2Tutor, Department of Perfusion Technology, School of Allied Health Sciences, KLE Academy of Higher education and Research, KAHER (Deemed to be University) Belagavi, Karnataka, India 590010.
3Associate Professor, Department of Cardiac Anaesthesia, Jawaharlal Nehru Medical College, KLE Academy of Higher education and Research, KAHER (Deemed to be University) Belagavi, Karnataka, India 590010.
4Assistant Professor, Department of Epidemiology and Biostatistics, School of Allied Health Sciences, KLE Academy of Higher education and Research, KAHER (Deemed to be University) Belagavi, Karnataka, India 590010.
Corresponding Author: Abhijeet B Shitole
ABSTRACT
Background: Cardiopulmonary bypass (CPB) remains the cornerstone of modern adult cardiac surgery. However, obligate exposure to the extracorporeal circuit precipitates a systemic inflammatory response syndrome (SIRS), hemodilution, and coagulopathy. These non-physiologic states drive significant multi-organ morbidity and perioperative mortality.
Objective: To present qualitative evidence on CPB-related determinants of adverse outcomes focusing on extent of extracorporeal exposure, inflammatory activation and systemic inflammatory response syndrome and coagulopathy. The review further aims to discuss postoperative multiorgan dysfunction and its actionable mitigation strategies in perioperative period.
Methods: A comprehensive literature search was conducted across PubMed, Cochrane Library, and Google Scholar up to 2026. Keywords included cardiopulmonary bypass, systemic inflammatory response, coagulopathy, acute kidney injury, transesophageal echocardiography, and perioperative outcomes.
Results: Prolonged CPB time more than 120 minutes independently increases postoperative mortality by 1.6-fold. The incidence of adverse outcomes including acute kidney injury (AKI), postoperative atrial fibrillation (POAF) and reoperation for bleeding (re-exploration) was 10–30%, 20–40% and 2–7% respectively.

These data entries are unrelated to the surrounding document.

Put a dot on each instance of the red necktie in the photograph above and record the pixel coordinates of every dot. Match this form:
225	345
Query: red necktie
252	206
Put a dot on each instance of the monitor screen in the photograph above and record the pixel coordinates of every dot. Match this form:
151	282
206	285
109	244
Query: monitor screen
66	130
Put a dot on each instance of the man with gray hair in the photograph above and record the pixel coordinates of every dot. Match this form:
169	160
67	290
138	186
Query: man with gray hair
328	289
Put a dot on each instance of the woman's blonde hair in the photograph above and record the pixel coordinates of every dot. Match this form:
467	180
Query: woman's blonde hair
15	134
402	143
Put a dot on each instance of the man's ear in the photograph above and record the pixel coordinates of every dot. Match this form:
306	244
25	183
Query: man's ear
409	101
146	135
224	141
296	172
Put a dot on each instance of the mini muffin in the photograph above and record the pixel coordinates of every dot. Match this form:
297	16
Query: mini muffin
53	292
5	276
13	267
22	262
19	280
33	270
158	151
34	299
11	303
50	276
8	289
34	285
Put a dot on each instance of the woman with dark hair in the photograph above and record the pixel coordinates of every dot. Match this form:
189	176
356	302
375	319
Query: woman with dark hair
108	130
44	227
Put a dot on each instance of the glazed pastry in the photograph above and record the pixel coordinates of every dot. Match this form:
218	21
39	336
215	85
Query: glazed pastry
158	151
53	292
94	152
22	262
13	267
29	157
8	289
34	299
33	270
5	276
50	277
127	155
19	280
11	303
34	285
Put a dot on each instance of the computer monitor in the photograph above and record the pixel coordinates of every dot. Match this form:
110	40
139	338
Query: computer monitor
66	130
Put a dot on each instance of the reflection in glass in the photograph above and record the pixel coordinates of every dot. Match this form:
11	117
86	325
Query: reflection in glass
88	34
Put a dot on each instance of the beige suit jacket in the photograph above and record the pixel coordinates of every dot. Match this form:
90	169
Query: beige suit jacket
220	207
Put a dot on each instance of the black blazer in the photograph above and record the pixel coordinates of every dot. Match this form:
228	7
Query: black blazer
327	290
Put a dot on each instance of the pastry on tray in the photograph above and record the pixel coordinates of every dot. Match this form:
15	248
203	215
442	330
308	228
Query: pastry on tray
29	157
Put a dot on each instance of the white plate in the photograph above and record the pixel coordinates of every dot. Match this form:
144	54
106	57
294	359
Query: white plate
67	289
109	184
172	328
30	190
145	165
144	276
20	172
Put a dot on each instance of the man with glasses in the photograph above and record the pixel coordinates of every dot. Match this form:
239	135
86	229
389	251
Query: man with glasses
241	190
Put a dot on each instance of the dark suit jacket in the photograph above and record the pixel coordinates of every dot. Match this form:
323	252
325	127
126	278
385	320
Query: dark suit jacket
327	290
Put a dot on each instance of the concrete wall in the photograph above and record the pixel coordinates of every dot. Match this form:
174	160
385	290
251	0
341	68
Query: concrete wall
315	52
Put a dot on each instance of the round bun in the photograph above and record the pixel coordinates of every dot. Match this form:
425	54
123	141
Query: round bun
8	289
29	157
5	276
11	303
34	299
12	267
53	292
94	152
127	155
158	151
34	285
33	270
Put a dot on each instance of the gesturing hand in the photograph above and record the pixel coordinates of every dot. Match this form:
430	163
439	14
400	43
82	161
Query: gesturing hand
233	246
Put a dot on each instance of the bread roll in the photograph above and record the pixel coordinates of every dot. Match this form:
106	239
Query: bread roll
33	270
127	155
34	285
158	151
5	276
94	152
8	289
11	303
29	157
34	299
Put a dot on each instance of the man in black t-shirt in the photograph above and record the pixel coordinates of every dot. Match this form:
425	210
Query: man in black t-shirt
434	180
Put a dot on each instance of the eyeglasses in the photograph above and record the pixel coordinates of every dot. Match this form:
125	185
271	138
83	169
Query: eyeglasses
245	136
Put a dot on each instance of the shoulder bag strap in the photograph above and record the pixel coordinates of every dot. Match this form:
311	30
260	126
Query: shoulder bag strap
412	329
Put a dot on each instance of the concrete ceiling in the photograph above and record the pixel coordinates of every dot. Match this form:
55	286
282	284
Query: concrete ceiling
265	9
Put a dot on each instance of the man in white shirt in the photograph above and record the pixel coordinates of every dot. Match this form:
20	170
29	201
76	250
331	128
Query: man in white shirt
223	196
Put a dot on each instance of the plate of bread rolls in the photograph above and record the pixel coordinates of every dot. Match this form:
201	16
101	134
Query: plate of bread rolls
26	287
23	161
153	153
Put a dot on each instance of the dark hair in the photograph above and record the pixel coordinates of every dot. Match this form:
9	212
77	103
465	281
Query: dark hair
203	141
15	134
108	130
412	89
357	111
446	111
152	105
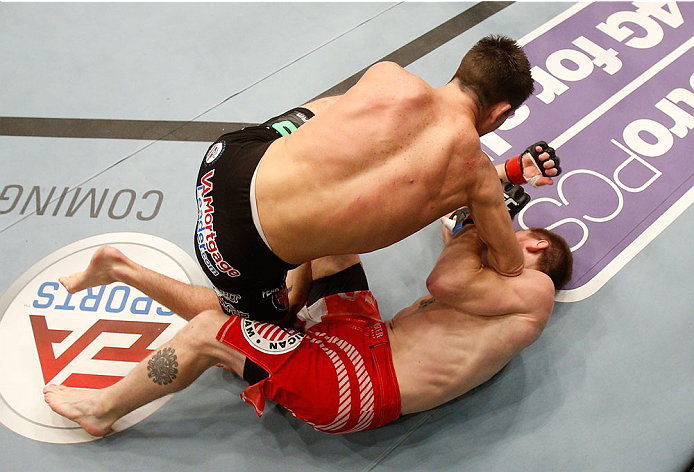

Evidence-based mitigation strategies demonstrate substantial efficacy and reduction in post operative adverse outcomes. Lung-protective ventilation reduces pulmonary complications by 25%, routine antifibrinolytic therapy decreases transfusion requirements by up to 30%, and goal-directed viscoelastic monitoring reduces bleeding and transfusion associated adverse outcomes. Furthermore, real-time advanced hemodynamic monitoring facilitates like transesophageal echocardiography aid in early detection and management of hemodynamic compromise and cardiac dysfunction paving way for early action and mitigation.
Conclusion: The pathophysiological insults of CPB are predictable and highly modifiable. Standardized implementation of evidence-based perioperative bundles, driven by precise pharmacological, mechanical, and intraoperative monitoring strategies, drastically improves clinical outcomes and optimizes resource utilization in adult cardiac surgery.
Key words: cardiopulmonary bypass, systemic inflammatory response, extracorporeal circulation, coagulopathy, transesophageal echocardiography, postoperative outcomes, adult cardiac surgery.